# Nikon to introduce a full frame CDC in September?



## Watchful (Mar 16, 2016)

According to some rumors, such a camera is in the works at Nikon as they recently patented a new lens for just such a camera in December last year (2015) so we can hope to see the new camera announced at the upcoming Photokina 2016 (20-25 September, 2016) Cologne, Germany.
I am looking forward to the show.


----------



## xenskhe (Mar 16, 2016)

What's a CDC camera?


----------



## IronMaskDuval (Mar 16, 2016)

xenskhe said:


> What's a CDC camera?


Compact digital camera. Like rx1


----------



## xenskhe (Mar 16, 2016)

Nikon just patented a new lens for a 35mm compact camera? In 2016?  Go Nikon!


----------



## xenskhe (Mar 16, 2016)

xenskhe said:


> Nikon just patented a new lens for a 35mm compact camera?
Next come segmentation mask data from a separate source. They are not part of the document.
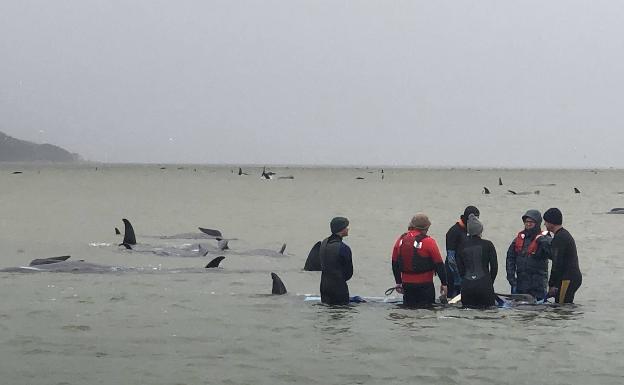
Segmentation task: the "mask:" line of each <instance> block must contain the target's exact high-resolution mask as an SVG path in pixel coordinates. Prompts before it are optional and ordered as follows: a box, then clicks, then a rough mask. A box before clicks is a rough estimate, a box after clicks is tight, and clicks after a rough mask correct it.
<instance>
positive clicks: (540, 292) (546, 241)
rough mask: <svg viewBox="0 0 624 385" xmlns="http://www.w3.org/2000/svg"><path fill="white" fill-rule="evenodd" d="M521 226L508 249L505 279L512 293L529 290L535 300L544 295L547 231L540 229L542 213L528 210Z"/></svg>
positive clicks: (522, 218) (549, 236) (545, 294)
mask: <svg viewBox="0 0 624 385" xmlns="http://www.w3.org/2000/svg"><path fill="white" fill-rule="evenodd" d="M522 222H524V230H522V231H520V232H519V233H518V234H517V235H516V237H515V238H514V240H513V241H511V245H509V249H508V250H507V260H506V267H507V281H508V282H509V285H510V286H511V293H512V294H530V295H532V296H533V297H535V299H536V300H542V299H544V298H546V284H547V282H548V259H549V258H550V241H551V238H550V235H548V232H546V231H545V232H542V231H541V228H540V225H541V224H542V215H541V214H540V212H539V211H537V210H528V211H527V212H526V213H525V214H524V215H523V216H522Z"/></svg>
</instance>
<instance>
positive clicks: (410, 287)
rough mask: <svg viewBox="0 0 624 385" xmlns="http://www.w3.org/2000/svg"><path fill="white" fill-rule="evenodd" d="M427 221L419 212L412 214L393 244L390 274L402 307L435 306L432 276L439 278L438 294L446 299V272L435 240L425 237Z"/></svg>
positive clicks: (434, 297) (441, 257) (427, 228)
mask: <svg viewBox="0 0 624 385" xmlns="http://www.w3.org/2000/svg"><path fill="white" fill-rule="evenodd" d="M430 225H431V222H430V221H429V217H427V215H425V214H423V213H418V214H416V215H414V217H413V218H412V220H411V221H410V223H409V226H408V229H407V232H406V233H403V234H402V235H401V236H400V237H399V239H397V240H396V242H395V243H394V247H393V249H392V273H393V274H394V280H395V282H396V286H395V289H396V290H397V292H399V293H402V294H403V304H404V305H406V306H411V307H428V306H430V305H432V304H433V303H435V287H434V286H433V273H434V272H436V273H437V274H438V278H440V282H441V285H440V294H441V295H442V296H446V289H447V288H446V271H445V270H444V262H443V261H442V256H441V255H440V250H439V249H438V245H437V243H436V241H435V240H434V239H433V238H431V237H430V236H428V235H427V231H428V230H429V226H430Z"/></svg>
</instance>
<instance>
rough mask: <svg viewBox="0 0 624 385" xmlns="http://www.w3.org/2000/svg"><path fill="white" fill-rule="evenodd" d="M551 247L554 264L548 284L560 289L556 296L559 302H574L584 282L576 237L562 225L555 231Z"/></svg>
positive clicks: (553, 265) (551, 268) (556, 300)
mask: <svg viewBox="0 0 624 385" xmlns="http://www.w3.org/2000/svg"><path fill="white" fill-rule="evenodd" d="M550 248H551V252H552V259H553V264H552V268H551V270H550V279H549V280H548V286H550V287H557V288H558V289H559V292H558V293H557V295H556V296H555V301H556V302H557V303H572V302H574V294H575V293H576V290H578V288H579V287H581V283H582V282H583V275H582V274H581V270H580V269H579V264H578V255H577V253H576V243H575V242H574V238H572V235H571V234H570V233H569V232H568V230H566V229H564V228H563V227H562V228H560V229H559V230H558V231H557V232H556V233H555V236H554V237H553V240H552V243H551V244H550Z"/></svg>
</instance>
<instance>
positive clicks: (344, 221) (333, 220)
mask: <svg viewBox="0 0 624 385" xmlns="http://www.w3.org/2000/svg"><path fill="white" fill-rule="evenodd" d="M347 226H349V220H348V219H347V218H345V217H335V218H334V219H332V221H331V223H330V224H329V228H330V229H331V232H332V234H337V233H339V232H340V230H342V229H344V228H345V227H347Z"/></svg>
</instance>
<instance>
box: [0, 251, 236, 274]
mask: <svg viewBox="0 0 624 385" xmlns="http://www.w3.org/2000/svg"><path fill="white" fill-rule="evenodd" d="M69 258H70V256H69V255H64V256H62V257H50V258H41V259H33V260H32V261H31V262H30V264H29V265H28V266H16V267H7V268H4V269H0V272H5V273H41V272H52V273H119V272H128V271H134V272H155V271H163V272H167V270H161V269H158V268H152V267H126V266H110V265H101V264H98V263H91V262H85V261H84V260H75V261H68V259H69ZM223 259H225V257H224V256H219V257H216V258H214V259H213V260H212V261H210V262H209V263H208V264H207V265H206V266H205V268H204V269H212V268H216V267H219V264H220V263H221V261H223ZM192 270H193V271H195V270H197V269H192ZM171 272H183V270H181V269H174V270H171Z"/></svg>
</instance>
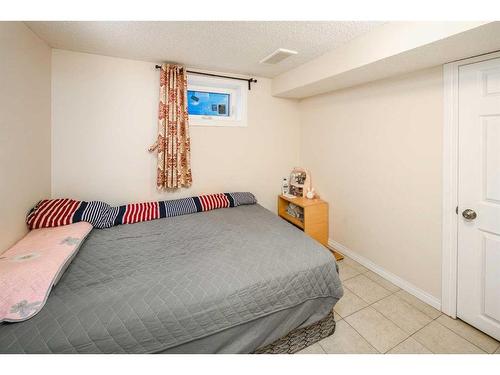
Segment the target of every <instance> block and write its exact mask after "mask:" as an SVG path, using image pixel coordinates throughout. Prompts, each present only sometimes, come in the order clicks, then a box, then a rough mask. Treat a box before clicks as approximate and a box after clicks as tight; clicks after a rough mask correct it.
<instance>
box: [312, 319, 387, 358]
mask: <svg viewBox="0 0 500 375" xmlns="http://www.w3.org/2000/svg"><path fill="white" fill-rule="evenodd" d="M319 344H320V345H321V347H322V348H323V349H324V351H325V352H326V353H328V354H334V353H335V354H336V353H338V354H367V353H378V352H377V351H376V350H375V348H374V347H373V346H371V345H370V344H369V343H368V342H367V341H366V340H365V339H364V338H363V337H361V335H360V334H359V333H357V332H356V331H355V330H354V328H352V327H351V326H350V325H349V324H347V323H346V322H345V321H341V322H338V323H337V328H336V329H335V332H334V334H333V335H331V336H329V337H327V338H326V339H323V340H321V341H320V342H319Z"/></svg>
In 2016?  Go Nikon!


 I hope it works with color films


----------



## Watchful (Mar 16, 2016)

CDC is a compact (mirror-less) digital camera.


----------



## Village Idiot (Mar 22, 2016)

This would be good as right now Sony has an awesome mirrorless line up, but due to Nikon's lens design it's easier to adapt Canon lenses with AF. Which sucks, because the Sony sensors in Nikon's current FF lineup are awesome.


----------